赤くなった鼻先を隠すようにマフラーに顔を少し埋めながら彼女はそう口を開く。しているマフラーは以前自分に巻いてくれたものだった。

「コナン君に教えてもらったんだ」

「あぁ、なるほどね」

「君はいつからあの店に?」

「私はねぇ、結構前からだよ」

彼女は色々話してくれた。前は杯戸町にあって、当時は掛かっている暖簾の文字が分からないほどボロボロなお店だったんだとか、その時の謳い文句は『死ぬほど美味い』だったが、米花町に移転してから今風に変えて『マジで死ぬほどヤバイ』になったんだとか、そんな…他愛無い…安室にとって何の利益にもならない話であるのに聞き逃しがないよう一つ一つ、真剣に耳を傾けていた。
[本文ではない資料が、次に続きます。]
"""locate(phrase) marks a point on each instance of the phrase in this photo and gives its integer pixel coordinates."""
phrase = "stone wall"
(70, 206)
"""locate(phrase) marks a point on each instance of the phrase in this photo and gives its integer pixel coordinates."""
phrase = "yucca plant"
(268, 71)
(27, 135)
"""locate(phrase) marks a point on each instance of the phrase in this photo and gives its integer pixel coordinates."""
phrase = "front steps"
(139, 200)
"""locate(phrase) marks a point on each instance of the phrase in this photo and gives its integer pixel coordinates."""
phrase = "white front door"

今の彼女に聞きたい情報なんて無いのに。時間稼ぎをするかのようにあえて徒歩を選んだのは何故なのか。しかしこの時の安室はそんな疑問よりもあの時の笑顔をどうやったら素面で見せてくれるかだった。

「ハルさん」

名を呼ぶと「なに?」と彼女の目がこちらを向く。

「実はポアロに新しいメニューが出来て…」

「へぇ!今度行くの楽しみだな!どういう感じのものなの?」

「ハムサンド」

彼女の目が徐々に大きくなっていく。

「初めて会った時、食べたがってたから…」

「ほ、ほんとうっ⁉︎」

キラキラと…まん丸に見開いた瞳が安室を捉える。吸い込まれそうなその瞳は安室の時間を止めた。

「君の、口に合うといいけど…」

「食べに行く!ぜったい!」

嬉しそうに目尻を下げるハル。思わず顔を背けてしまう。じんわりと胸の奥に温かい何かが広がる。気づけば歩調はとてものんびりに。彼女に合わせたフリをして…ゆっくり、ゆっくりと歩いていたーー…。